Been busy lately geeking out at home. First got my Logitech MX Revolution mouse charging problem fixed. And now I have been playing around with Ubuntu for a few days, trying to run it on the Acer easyStore h340 Home Server which was running my Windows Home Server. Why? I have been growing uneasiness about saving my files on the Windows Home Server. Here is what has been happening….
- Windows Home Server has corrupted my files for no particularly good reason – It happens once every 1 to 2 months. The files that are supposed to be replicated would be reported by the Home Server Console as having conflicts. The affected files are still listed in Windows Explorer, but when I try to open them, they appear to be invalid. When this happens, I have to delete the corrupted files from the file system, then hunt for the files from the Windows Home Server Backup to restore them. Each file takes about 3 to 4 minutes of my time to process. There are usually fewer than 10 files being corrupted at the same time but it is annoying to have to keep an eye on it. I thought the whole point of having WHS with file replication is to avoid loosing files.

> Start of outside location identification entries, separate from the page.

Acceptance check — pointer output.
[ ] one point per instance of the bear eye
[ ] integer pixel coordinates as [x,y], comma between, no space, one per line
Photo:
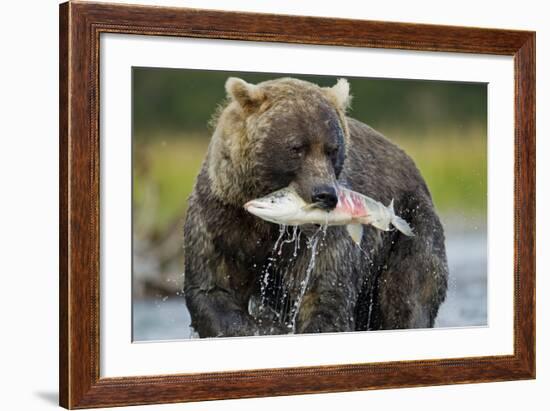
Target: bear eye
[298,149]
[332,151]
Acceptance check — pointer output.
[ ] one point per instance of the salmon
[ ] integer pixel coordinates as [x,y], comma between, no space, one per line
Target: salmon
[353,210]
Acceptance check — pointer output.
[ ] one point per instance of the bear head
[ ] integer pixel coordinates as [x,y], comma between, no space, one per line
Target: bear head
[278,133]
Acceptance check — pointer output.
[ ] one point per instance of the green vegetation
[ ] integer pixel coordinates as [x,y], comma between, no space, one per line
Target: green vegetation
[441,125]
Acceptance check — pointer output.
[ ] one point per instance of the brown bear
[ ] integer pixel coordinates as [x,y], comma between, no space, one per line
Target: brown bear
[245,276]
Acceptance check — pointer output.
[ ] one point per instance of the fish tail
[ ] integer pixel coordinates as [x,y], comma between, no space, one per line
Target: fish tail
[400,223]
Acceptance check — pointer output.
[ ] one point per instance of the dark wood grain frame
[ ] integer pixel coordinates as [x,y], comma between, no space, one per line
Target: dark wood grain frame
[81,24]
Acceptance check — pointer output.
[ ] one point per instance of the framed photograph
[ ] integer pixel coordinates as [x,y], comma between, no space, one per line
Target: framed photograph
[259,205]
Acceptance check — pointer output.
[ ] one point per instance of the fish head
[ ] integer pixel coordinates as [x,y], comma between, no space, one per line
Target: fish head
[280,207]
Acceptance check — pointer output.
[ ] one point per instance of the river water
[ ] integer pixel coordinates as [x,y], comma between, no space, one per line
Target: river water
[167,318]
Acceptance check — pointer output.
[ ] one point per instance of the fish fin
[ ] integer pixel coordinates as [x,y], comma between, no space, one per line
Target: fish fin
[309,206]
[400,223]
[356,232]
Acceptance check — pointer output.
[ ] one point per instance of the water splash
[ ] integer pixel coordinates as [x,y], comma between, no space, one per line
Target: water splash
[312,245]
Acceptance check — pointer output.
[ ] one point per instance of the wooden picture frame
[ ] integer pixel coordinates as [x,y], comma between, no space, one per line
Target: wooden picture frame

- Windows Home Server restarts from time to time by itself – This has been happening for a while and I still have no clue. It is quite random so I haven’t had the luck to catch how that happens. The random restarts happened less frequently after I scheduled a script to restart the computer daily. But not knowing why it happens does not make me feel good at all.
- Chkdsk reports lost linked files and deleting them during start up – This is one of the most recent problems I had with the Windows Home Server. Whenever it restarts, chkdsk kicks in and I let it finishes what it needs to do. Sometimes it deletes hundreds of lost linked files. Where did they come form? Is that my data being lost? And chkdsk takes 30 to 45 minutes over my drives (6 x 1TB active drives). I am loosing patience having to wait a while to access the files that are supposed to be “online”.
- The Windows Home Server Console crashes – This is the last problem that pushes me over. The Windows Home Server Console is the UI for configuring the Home Server. For example, file duplication configuration, setting up file shares, inspecting the health of your drives, etc. When this piece of software doesn’t work, you cannot configure any of the above.
It seems the Windows Home Server software looses integrity over time and it progressively got worse. I have it it for less than a year and I don’t think I can wait for the next version of Windows Home Server now. It took a few days to copy all my data out from the home server to all other drives I happened to have kicking-around, including this one. I installed Ubuntu 10.04 for the first time and it took about 25 minutes to finish installing. The installer is very user-friendly. It asks even fewer questions than Windows asks during installation. If you can install Windows, you can install Ubuntu.
I am trying to maximize the amount of drive bays I have with the easyStore h340 hardware: 4 bays inside the case, 4 bays in the TowerRAID eSATA enclosure. I also want to setup RAID sets so that my data has some fault tolerance. To make the number of drive bays an even number for RAID1+0 setup, I decided to run Ubuntu from an external USB 2.0 drive that has been sitting around. So by the time I am done, I think I will have 9 drives in the server, 8 of those will be RAID drives. Ubuntu does support RAID5 and RAID6 but given the processor of the easyStore is not very powerful, I don’t think it is time to venture into something that takes extra CPU load.
Before I put my data back on it, I would like to try how the RAID setup works. Using the Disk Utility that comes with Ubuntu, I was able to setup the RAID1+0 setup with 4 of the drives in a matter of 5 minutes.
The Disk Utility user interface is very user-friendly. Since Linux is a clone of Unix, the OS is also rock solid. I will spend a bit more time playing with it before trusting my data to it. But this seems to be a pretty good alternative to the Windows Home Server OS. As for my wife, she will loose the Windows Home Server Backup feature. But I found something that might be even better: a Time Machine clone for Windows that can backup to a network location as soon as a file is changed, no more limiting to scheduled backup! This will be an awesome setup once I have it all figured out! Happy geeking :)
Update: Been trying out Genie Timeline on Windows to backup to an external hard drive. Genie Timeline can also backup to a network location as well.
Update: Got my dual RAID10 setup going with my Acer easyStore h340 hardware using Ubuntu.